Man weiß gar nicht, wo man zuerst hinschauen soll. Da wird’s einem ganz wimmelig. Die Entdeckungsreise auf Lohrs Bildern ist spannender als „ Pokémon Go“. Der Zeichner hat ein Gespenst mit VfB-Trikot in die Fankurve geschmuggelt. Ein Vogel klaut bei den „Furchtlosen“ und „Treuen“ Maultaschen. Ein Vertreter der Gelbkopfamazonen, die aus subtropischen Gefilden stammen, in Cannstatt die Freiheit lieben und mit ihren spitzen Schreien nicht zu überhören sind, fliegt fröhlich über dem Fußballtrubel. Maskottchen Fritzle ist auf jedem Doppelbild drauf. Besonders schön ist das Schild mit Pfeil, auf dem „ Heimsieg“ steht. Nehmt euch in Acht, liebe VfB-Gegner. Das Schild „Zur Heimniederlage“ gibt’s nicht.

Bisher hat der Kölner Bachem-Verlag nur wenigen Fußballvereinen mit seiner Wimmelei ein lustiges Denkmal gesetzt. Wie die Auswahl erfolgt? Es ist meist eine Sache der Verhandlungen um Lizenzen. Manche Vereine haben wohl finanzielle Vorstellungen, die ein kleiner Buchverlag kaum erfüllen kann. Und deshalb ist ein Zweitligist wie der VfB nun zu Ehren gekommen, auf die Fans von vielen Vereinen der ersten Bundesliga noch lange warten müssen.

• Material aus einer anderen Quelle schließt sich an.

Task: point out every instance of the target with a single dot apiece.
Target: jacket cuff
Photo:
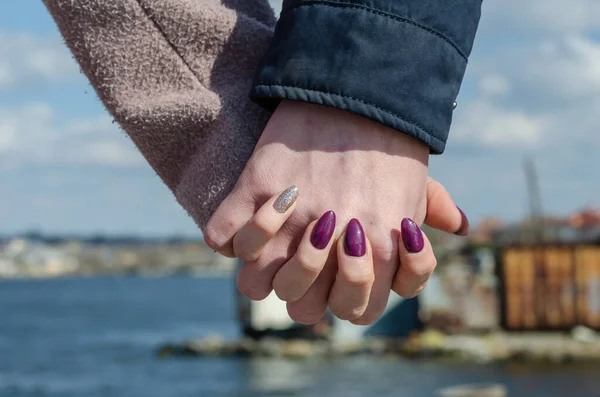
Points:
(376, 63)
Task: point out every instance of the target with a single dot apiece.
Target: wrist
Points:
(330, 129)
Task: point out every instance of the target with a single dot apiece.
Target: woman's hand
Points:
(356, 168)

Das VfB-Wimmelbuch aus dem Bachem-Verlag kostet 14,95 Euro. Der FC Bayern München ist erst im November dran. Für das Wimmelwerk der Rekordmeister hat sich der Riva-Verlag die Rechte gesichert. Das Bayern-Buch wird 14,99 Euro kosten – vier Cent mehr. Wie gut es tut, wenn in den gezeichneten Welten von erster und zweiter Liga der finanzielle Unterschied so gering ausfällt. Fantasie ist kostbarer als Geld. Auf geht’s, VfB! Wimmeln wir uns in die erste Liga zurück! In dem neuen Buch gelingt’s – hoffentlich ist es kein Märchenbuch. Jetzt müssen halt die Spieler wie d’ Sau wuseln!